La mère est décrite comme étant « immature, de bien des façons » par le défenseur des enfants et de la jeunesse du Nouveau-Brunswick.

Photo : CBC

Le rapport conclut que la mère choisissait d'ignorer toute règle [qu’elle] considérait comme injuste ou inapplicable dans son cas.

Les renseignements au dossier indiquent que vous ne semblez pas comprendre tout le mal causé aux victimes par vos actions et vous ne semblez pas non plus comprendre combien ces actions ont eu des effets durables sur elles, peut-on aussi y lire.

Norman Bossé : les enfants se portent « plutôt bien »

Le défenseur des enfants et de la jeunesse du Nouveau-Brunswick, Norman Bossé, a publié un rapport accablant sur cette affaire en janvier dernier.

Il doute que la mère ait changé, depuis sa condamnation. Il était en cour lorsque le verdict a été rendu, en avril 2018, et a gardé l’impression que celle-ci était « immature, de bien des façons ».

Le défenseur des enfants et de la jeunesse du Nouveau-Brunswick, Norman Bossé.

Le défenseur des enfants et de la jeunesse du Nouveau-Brunswick, Norman Bossé, avait publié un rapport accablant sur l'affaire.

Photo : Radio-Canada / Michel Corriveau

Le rapport de la Commission des libérations conditionnelles semble indiquer, selon lui, « qu’elle n’a pas compris » ce qu’elle a fait de mal.

Il ignore si elle a déjà pu voir ses enfants, mais souhaite tout de même qu’elle puisse rétablir des relations saines avec eux.

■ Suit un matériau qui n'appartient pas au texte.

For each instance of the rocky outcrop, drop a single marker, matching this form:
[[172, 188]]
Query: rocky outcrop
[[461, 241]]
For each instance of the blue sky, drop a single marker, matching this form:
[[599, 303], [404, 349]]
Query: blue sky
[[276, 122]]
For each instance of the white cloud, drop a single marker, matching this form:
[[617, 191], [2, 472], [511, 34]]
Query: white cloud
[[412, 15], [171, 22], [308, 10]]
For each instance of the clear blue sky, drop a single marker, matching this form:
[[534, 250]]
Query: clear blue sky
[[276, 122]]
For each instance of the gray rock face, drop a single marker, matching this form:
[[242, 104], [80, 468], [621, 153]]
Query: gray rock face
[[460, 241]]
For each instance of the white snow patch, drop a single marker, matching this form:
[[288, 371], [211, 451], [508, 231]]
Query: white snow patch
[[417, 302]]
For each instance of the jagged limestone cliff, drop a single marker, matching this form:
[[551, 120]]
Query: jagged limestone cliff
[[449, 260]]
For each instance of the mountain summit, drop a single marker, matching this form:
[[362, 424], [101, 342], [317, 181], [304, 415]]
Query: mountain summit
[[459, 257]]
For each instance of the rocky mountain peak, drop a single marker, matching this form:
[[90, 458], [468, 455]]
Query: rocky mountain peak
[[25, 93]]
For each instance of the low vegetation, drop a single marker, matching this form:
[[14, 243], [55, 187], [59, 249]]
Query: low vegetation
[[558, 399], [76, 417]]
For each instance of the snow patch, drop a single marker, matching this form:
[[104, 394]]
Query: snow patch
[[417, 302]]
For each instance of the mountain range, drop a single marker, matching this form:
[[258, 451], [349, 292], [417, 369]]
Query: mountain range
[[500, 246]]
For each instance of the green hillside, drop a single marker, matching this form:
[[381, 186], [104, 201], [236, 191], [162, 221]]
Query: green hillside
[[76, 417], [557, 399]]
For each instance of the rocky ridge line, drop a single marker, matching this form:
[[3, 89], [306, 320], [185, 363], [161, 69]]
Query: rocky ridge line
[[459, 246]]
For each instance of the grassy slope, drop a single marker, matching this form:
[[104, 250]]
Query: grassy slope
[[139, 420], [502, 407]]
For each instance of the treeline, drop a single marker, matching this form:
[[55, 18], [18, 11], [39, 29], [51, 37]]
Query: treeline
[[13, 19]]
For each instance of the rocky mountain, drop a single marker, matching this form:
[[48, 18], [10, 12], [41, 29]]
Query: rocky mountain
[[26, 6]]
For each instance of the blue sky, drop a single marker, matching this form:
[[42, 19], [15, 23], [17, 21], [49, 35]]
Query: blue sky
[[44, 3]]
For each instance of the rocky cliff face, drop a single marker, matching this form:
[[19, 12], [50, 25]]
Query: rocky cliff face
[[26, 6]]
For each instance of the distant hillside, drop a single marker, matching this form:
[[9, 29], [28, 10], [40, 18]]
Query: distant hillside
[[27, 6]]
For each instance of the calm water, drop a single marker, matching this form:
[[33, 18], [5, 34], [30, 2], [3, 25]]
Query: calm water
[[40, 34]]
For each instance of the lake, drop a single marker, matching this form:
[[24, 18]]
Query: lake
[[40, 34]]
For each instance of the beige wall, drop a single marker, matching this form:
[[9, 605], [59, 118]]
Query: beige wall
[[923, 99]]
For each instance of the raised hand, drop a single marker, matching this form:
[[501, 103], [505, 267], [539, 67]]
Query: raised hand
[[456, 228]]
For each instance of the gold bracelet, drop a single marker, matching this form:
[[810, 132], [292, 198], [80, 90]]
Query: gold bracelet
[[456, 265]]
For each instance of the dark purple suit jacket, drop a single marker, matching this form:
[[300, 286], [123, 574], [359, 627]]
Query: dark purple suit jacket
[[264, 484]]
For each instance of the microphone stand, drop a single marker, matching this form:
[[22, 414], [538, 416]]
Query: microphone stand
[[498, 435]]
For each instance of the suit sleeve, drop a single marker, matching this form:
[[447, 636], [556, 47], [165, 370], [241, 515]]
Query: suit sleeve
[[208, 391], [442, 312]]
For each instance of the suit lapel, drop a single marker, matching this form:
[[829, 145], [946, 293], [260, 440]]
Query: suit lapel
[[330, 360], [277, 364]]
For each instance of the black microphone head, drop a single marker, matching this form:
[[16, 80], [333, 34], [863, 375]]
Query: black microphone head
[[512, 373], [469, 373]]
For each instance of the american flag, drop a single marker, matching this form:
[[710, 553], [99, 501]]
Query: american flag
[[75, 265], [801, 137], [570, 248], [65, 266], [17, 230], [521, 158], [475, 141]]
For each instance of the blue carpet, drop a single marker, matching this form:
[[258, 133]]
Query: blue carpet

M. Bossé a rendu visite aux enfants chez leurs grands-parents il y a quatre mois et a pu voir que leur condition s’était grandement améliorée.

Les deux plus vieux étaient à l’école lors de sa visite; il n’a donc pu voir que les trois plus jeunes et, d’après ce qu’il a observé, « ils se portent plutôt bien ».

Il a bon espoir que les conditions imposées aux parents seront suffisantes pour protéger les enfants, lors de leurs visites.

Une amélioration des services de protection de l'enfance

Il estime que le ministère du Développement social a fait des changements à la suite de son rapport et que les travailleurs sociaux comprennent mieux, maintenant, quand ils doivent intervenir et retirer des enfants d’un foyer.

Dans son rapport Derrière les portes closes : un cas de négligence, Norman Bossé avait constaté que les travailleurs sociaux hésitaient à entrer dans les foyers où ils soupçonnaient de la négligence envers des enfants, parce qu’ils ne pensaient pas avoir l’autorité de le faire et qu’ils craignaient des poursuites en justice.

L’affaire de Saint-Jean avait poussé le gouvernement provincial à faire appel à un enquêteur externe, George Savoury, qui avait formulé 107 recommandations pour améliorer les services de protection de l’enfance.